When she was 40 years old, Elizabeth Cohen had her first baby. Soon after, she began to care for her 80-year-old father, who was slipping into dementia.
Cohen begins her book, "The House on Beartown Road," by exploring the symmetry. Three generations, each 40 years apart. Little Ava learns about the world while Cohen's father, just as rapidly, forgets the world.
From the first chapter, Cohen's husband, being only 25, seems out of place, out of the pattern. He's not part of the sandwich generation.
So Cohen's husband seems a minor character. When he leaves, a few days after his daughter's first birthday — headed for a warmer climate and an 18-year-old girlfriend — the reader can't help but think, "OK, now we'll get to the meat of this memoir." And sure enough, after he's gone and the winter sets in, Cohen's story turns into a modern-day "Little House on the Prairie." It's the story of a family alone in the vast wilderness of life.
Cohen's memoir tells of a year as a single mother/Alzheimer's caregiver. Cohen also held a full-time job that year, reporting for a small-town newspaper.
She lives in upstate New York in an old house on a hill, surrounded by farms. Cohen and her husband had purchased the house together. This was not a life she'd have chosen to live alone. The home's furnace was ancient. She didn't make much money at the paper. The rural county's social services didn't offer much for the elderly. To add to the drama, the winter of 1999-2000 turned out to be a snowy one.
Yet another storm hit us hard. . . . The snow is very wet and thick and as usual the plows have pushed it to the side of the road in icy mounds higher than the car. I cannot get out of the driveway.

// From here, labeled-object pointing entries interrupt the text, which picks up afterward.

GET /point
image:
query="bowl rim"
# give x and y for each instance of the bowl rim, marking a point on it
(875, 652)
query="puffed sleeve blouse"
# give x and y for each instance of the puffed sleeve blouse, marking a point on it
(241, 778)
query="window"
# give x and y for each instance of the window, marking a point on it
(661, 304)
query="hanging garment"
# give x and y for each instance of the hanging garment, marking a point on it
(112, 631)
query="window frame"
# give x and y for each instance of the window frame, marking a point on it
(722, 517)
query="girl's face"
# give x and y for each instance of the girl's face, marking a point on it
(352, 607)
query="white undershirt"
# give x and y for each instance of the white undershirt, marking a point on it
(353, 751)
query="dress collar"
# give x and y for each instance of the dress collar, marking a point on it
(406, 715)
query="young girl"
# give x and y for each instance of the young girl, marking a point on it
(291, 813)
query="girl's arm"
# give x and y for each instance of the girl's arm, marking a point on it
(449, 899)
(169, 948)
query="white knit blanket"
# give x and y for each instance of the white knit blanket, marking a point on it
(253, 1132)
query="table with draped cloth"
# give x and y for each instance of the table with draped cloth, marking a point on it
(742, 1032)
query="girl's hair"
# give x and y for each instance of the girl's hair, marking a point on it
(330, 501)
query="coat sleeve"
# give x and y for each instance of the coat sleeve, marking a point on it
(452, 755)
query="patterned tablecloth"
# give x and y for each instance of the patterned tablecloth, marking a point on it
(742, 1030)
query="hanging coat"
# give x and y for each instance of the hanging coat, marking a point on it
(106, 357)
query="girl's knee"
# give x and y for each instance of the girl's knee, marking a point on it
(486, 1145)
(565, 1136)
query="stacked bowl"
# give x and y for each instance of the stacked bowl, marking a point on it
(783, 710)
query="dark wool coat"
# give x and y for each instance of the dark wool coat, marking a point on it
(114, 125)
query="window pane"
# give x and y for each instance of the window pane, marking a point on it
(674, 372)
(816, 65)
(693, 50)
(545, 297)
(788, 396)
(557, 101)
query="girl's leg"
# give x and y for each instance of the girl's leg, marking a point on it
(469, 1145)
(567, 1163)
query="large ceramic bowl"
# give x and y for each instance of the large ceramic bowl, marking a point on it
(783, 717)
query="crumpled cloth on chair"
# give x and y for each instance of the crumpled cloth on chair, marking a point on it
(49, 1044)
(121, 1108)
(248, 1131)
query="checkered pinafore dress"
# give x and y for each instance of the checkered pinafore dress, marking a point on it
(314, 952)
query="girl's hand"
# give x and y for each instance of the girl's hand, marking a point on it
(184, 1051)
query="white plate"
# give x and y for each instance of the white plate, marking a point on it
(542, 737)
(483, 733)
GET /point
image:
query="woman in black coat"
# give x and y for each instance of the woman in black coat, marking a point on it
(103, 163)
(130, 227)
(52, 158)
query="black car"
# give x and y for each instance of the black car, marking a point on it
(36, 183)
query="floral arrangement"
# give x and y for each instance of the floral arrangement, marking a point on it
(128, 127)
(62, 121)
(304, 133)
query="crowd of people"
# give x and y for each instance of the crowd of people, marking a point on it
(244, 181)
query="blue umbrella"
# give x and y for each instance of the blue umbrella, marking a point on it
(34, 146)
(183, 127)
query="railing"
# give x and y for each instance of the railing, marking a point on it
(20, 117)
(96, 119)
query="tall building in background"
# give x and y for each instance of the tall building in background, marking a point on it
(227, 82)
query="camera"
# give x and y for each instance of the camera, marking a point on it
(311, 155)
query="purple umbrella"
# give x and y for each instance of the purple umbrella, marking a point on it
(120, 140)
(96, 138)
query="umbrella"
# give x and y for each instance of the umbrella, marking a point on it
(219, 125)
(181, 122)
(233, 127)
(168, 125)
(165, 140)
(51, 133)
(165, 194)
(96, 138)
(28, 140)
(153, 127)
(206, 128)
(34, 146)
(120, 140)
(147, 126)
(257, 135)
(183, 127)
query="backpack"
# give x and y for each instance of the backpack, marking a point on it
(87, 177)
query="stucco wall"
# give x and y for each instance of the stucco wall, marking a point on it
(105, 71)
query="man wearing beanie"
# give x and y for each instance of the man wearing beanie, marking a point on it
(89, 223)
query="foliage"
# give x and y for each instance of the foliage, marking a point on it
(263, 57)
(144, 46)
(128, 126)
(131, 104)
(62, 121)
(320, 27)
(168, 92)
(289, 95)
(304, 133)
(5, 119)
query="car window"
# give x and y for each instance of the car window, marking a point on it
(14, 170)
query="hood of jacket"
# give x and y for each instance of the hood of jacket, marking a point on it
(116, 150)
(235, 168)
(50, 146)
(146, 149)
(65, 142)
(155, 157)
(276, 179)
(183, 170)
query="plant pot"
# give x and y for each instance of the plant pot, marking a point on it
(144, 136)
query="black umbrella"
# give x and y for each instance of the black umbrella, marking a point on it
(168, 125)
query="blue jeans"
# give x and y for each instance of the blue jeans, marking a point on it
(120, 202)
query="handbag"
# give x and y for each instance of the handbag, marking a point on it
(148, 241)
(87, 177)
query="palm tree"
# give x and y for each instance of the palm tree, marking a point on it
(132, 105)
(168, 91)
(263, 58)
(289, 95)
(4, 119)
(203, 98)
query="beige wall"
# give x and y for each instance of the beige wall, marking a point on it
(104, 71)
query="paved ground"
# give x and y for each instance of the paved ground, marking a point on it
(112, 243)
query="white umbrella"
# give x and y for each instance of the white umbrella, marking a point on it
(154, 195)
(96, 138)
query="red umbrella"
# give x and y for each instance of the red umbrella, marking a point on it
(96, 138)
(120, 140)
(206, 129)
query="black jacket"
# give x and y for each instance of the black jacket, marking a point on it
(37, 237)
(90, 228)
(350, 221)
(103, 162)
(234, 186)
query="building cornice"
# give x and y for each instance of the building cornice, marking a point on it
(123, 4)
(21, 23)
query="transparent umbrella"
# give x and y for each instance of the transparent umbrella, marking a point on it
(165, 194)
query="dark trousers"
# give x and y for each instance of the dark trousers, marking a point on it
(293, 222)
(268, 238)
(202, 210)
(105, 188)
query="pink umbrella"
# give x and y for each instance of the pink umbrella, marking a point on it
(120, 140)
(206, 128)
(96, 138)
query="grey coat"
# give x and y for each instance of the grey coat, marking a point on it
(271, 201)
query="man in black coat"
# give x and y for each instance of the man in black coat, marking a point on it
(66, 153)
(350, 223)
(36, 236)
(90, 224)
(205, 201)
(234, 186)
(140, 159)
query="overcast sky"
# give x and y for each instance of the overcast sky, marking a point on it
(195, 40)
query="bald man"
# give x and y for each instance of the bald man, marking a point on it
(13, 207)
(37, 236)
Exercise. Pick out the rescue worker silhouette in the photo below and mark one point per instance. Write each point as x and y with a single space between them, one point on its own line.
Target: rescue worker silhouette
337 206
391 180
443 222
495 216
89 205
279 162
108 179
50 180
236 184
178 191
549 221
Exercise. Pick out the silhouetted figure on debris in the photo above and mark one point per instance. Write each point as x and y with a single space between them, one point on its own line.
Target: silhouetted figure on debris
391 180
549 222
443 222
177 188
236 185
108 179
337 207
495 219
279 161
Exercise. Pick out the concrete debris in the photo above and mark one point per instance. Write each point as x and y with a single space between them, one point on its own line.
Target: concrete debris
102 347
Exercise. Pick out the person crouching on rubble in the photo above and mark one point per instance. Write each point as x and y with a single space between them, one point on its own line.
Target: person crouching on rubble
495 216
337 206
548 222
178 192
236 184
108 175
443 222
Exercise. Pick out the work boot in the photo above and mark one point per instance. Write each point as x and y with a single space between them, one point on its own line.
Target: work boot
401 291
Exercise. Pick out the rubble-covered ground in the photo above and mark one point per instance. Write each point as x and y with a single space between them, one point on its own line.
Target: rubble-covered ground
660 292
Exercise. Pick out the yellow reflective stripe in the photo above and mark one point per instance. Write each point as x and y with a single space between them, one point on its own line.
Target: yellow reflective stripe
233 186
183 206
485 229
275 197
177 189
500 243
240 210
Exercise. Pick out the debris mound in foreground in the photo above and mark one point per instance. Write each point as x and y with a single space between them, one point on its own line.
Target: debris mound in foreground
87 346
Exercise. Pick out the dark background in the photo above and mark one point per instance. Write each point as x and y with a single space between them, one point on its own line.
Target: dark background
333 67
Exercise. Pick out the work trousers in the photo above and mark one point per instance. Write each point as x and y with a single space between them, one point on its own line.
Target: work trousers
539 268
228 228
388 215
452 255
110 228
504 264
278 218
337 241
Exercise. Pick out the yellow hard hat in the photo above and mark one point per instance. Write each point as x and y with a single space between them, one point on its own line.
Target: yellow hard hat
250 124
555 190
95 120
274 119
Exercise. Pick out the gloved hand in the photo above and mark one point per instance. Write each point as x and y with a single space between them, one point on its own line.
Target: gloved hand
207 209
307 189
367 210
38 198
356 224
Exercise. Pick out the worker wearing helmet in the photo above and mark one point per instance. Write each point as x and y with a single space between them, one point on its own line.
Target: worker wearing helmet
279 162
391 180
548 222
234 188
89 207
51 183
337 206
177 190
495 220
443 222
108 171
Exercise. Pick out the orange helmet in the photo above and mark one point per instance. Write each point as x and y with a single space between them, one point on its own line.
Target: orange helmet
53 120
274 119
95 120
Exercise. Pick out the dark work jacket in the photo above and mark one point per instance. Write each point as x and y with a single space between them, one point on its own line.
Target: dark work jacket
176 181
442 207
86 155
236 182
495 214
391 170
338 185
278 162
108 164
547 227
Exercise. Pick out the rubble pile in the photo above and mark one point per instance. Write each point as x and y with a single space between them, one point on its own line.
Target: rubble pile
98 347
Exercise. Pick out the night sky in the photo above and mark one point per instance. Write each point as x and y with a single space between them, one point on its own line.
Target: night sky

This time, nobody comes to plow us out. I go outside with a shovel and dig at the ice for awhile until I am covered in sweat. I have made little progress on the five-foot tower blocking the driveway. . . . Snow is becoming the theme of our lives, our leitmotif. It underscores the truth of us, that we are isolated in our situation. . . . I finally give up and go back inside, but it is lonely in there with the two of them. Strangely, Daddy and Ava seem to be able to communicate just fine — they jabber back and forth to themselves and to each other . . . ."
Cohen describes it all quite vividly — the confusion of daily life, the messiness of the house, the baby's fevers, the time the electricity was down and her father went outside for firewood and wandered off into a blizzard, and the horrible week they all had the stomach flu at once. Reading of her life, you wonder when she had time to take notes for the book.
At the end of the memoir, she explains how she wrote it. It is as you feared. Her father wandered around at 3 a.m. and her little girl was sick a lot, and sometimes Cohen herself couldn't sleep for worry. When she was awake in the night, she wrote.
In June 2000, her husband came back. At the end of the book, it is not clear that he will stay, or that she wants him to. Also at the end of the book, after she and her sister in Seattle tried various arrangements to care for their parents, Cohen helped her parents move in together in an assisted living center. Cohen takes her dad for weekends, to give her mother a break.
In this memoir, Cohen skims the surface of her marital problems. She certainly doesn't blast her husband, as she might have. Still, the reader is left thinking that this already troubled marriage will suffer more by the book's publication, since Cohen bears such well-written witness to the winter she went through while he was gone.